Summary

A recent Chief Counsel Advice treated a REIT election for a disregarded LLC as causing a potential Section 351 exchange before the current owner bought the LLC, but Section 351 did not apply because the prior shareholder lost control over whether the LLC might make a REIT election. While not exactly a trap for the unwary, this is a very surprising result.

Facts

On April 1, 2010 (the dates approximate what happened), Failed Bank transferred REMIC securities to its new wholly owned disregarded LLC. Six months later on October 1, 2010, the FSLIC closed the Failed Bank, and Buyer Bank acquired the Failed Bank’s assets and liabilities under a purchase and assumption agreement. The P&A was entered into after the LLC was created. On a return filed in 2011 for the April 1 – December 31, 2010, year of the LLC, Buyer Bank caused the LLC to make a REIT election, effective as of the first date the LLC had existed. The REIT claimed for that year a bad debt loss on the REMIC securities and applied a Section 382 proration to determine the amount of the deduction.

Upon examination of the REIT return, the IRS agent asserted that Buyer Bank could not obtain the benefit of a bad debt deduction under an anti-abuse rule in Section 597, part of the Financial Institutions Reform, Recovery, and Enforcement Act (FIRREA), because the FSLIC had provided support to Buyer Bank. The chief counsel’s office (FIP) issued a Chief Counsel Advice suggesting two ways the loss could be denied. First, it agreed that the anti-abuse rule prevented Buyer Bank from claiming the loss in the LLC owned by it and said that the tax items of the LLC prior to the actual acquisition on October 1 should remain with Failed Bank. Second, even if the REIT election was effective and a deemed Section 351 exchange occurred on April 1, 2010, the basis of the REMIC securities would be stepped down to value under Section 362(e). CCA 201441014.

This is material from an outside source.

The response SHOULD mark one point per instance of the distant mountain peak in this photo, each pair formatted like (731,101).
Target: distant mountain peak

A month and a half later, the chief counsel (corporate) issued a supplemental CCA 201446019. It stated that the better view was that no Section 351 exchange occurred between Failed Bank and the LLC because Failed Bank did not control the LLC/REIT immediately after the exchange for the REMIC securities. It reasoned that under Reg. 301.7701-3(c)(1)(v)(B), the retroactive REIT election was treated as an incorporation of the REMIC securities on April 1, 2010.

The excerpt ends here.